RFR 8025003: Base64 should be less strict with padding

Wed Nov 13 19:37:46 UTC 2013

Xueming Shen wrote on 11/13/13 11:11:
> On 11/13/2013 10:41 AM, Bill Shannon wrote:
>>
>>
>>> The other thought is the charset API where a charset decoder can be configured
>>> to ignore, replace or report then malformed or unmappable input. Having support
>>> for all these actions is important for charset encoding/decoding but seems way
>>> too much for Base64 where I think the API should be simple for the majority of
>>> usages.
>> We started this with a request for a strict/lenient option.  That may still be
>> simpler than figuring out how to do strict decoding and report the error in a
>> way that users of the API can ignore the error and provide as much data as
>> possible.
>>
>>> In any case, it's not clear what we can do this late in the schedule. It might
>>> be prudent to just fix the MIME decoder to throw IAE consistently and re-visit
>>> the API support for a lenient decoder in JDK 9.
>> When we started this conversation there was plenty of time to fix this.  :-(
> 
> The issue here is we disagree on the specification of what lenient should be and
> how the
> API should look like.
> 
> Here is the proposed change to undo the "lenient padding handling for mime"
> change we
> did earlier to leave the option open for a complete "lenient base64" in future
> release,
> when we have a consensus

What other implementors of base64 MIME decoding software have you consulted,
or do you intend to consult in the future?

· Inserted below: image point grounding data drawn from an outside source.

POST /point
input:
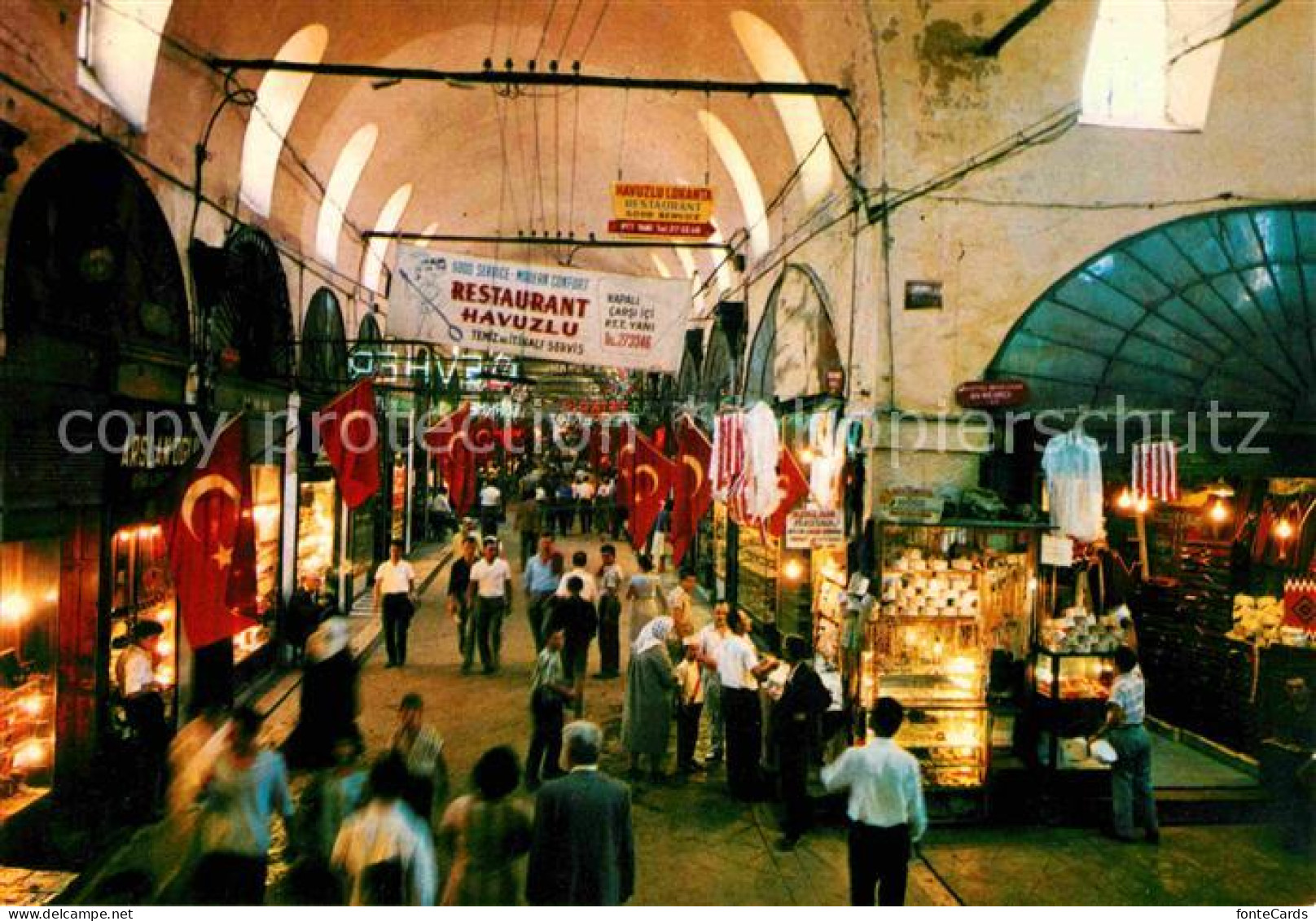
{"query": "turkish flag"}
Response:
(649, 487)
(350, 436)
(627, 436)
(212, 547)
(455, 459)
(792, 487)
(692, 491)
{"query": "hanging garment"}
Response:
(728, 451)
(762, 446)
(1073, 467)
(1156, 470)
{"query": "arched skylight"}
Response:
(277, 104)
(388, 219)
(342, 183)
(660, 266)
(429, 229)
(1152, 64)
(774, 61)
(743, 177)
(117, 45)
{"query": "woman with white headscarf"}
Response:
(651, 682)
(328, 698)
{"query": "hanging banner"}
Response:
(564, 314)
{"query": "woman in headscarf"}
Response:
(328, 698)
(644, 595)
(651, 682)
(487, 833)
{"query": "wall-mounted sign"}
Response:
(657, 209)
(991, 393)
(811, 528)
(923, 295)
(564, 314)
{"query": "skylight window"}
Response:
(774, 62)
(390, 217)
(117, 45)
(747, 183)
(278, 100)
(342, 183)
(1152, 64)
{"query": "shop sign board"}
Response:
(911, 506)
(809, 528)
(661, 209)
(564, 314)
(991, 393)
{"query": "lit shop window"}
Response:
(266, 517)
(143, 591)
(29, 604)
(774, 62)
(1152, 64)
(277, 104)
(342, 183)
(117, 45)
(390, 217)
(748, 190)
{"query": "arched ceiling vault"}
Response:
(452, 143)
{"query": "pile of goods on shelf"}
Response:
(1078, 630)
(932, 587)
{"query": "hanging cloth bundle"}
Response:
(1156, 470)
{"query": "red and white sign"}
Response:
(991, 393)
(524, 311)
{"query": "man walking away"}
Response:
(886, 808)
(583, 850)
(549, 692)
(395, 583)
(1132, 795)
(458, 587)
(491, 594)
(610, 613)
(579, 621)
(541, 581)
(795, 728)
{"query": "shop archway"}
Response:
(795, 342)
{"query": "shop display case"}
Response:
(29, 604)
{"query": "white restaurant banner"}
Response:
(564, 314)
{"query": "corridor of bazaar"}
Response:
(922, 393)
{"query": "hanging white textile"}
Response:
(1073, 467)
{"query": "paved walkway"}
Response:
(699, 848)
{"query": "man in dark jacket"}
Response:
(795, 720)
(583, 852)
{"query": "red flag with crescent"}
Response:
(792, 487)
(212, 550)
(649, 486)
(455, 459)
(692, 491)
(350, 436)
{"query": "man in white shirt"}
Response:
(886, 808)
(491, 510)
(590, 592)
(491, 592)
(384, 850)
(711, 640)
(740, 671)
(395, 581)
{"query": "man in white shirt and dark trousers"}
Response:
(491, 592)
(886, 808)
(395, 581)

What experiments have you done with other base64 MIME decoding software or
applications to determine how they handle these cases?

I'm trying to determine how we're going to reach consensus in the future.

My base64 MIME decoding software has evolved over time based on customer
requirements.  I'm trying to give you the benefit of that experience so
that you don't need to waste years getting to the same point I got to.
I started in a similar place as you, believing that applications would
want to know about improperly encoded data.  I learned that many do not,
and that most end-user applications simply want to be as lenient as possible
to provide the best data possible to the user.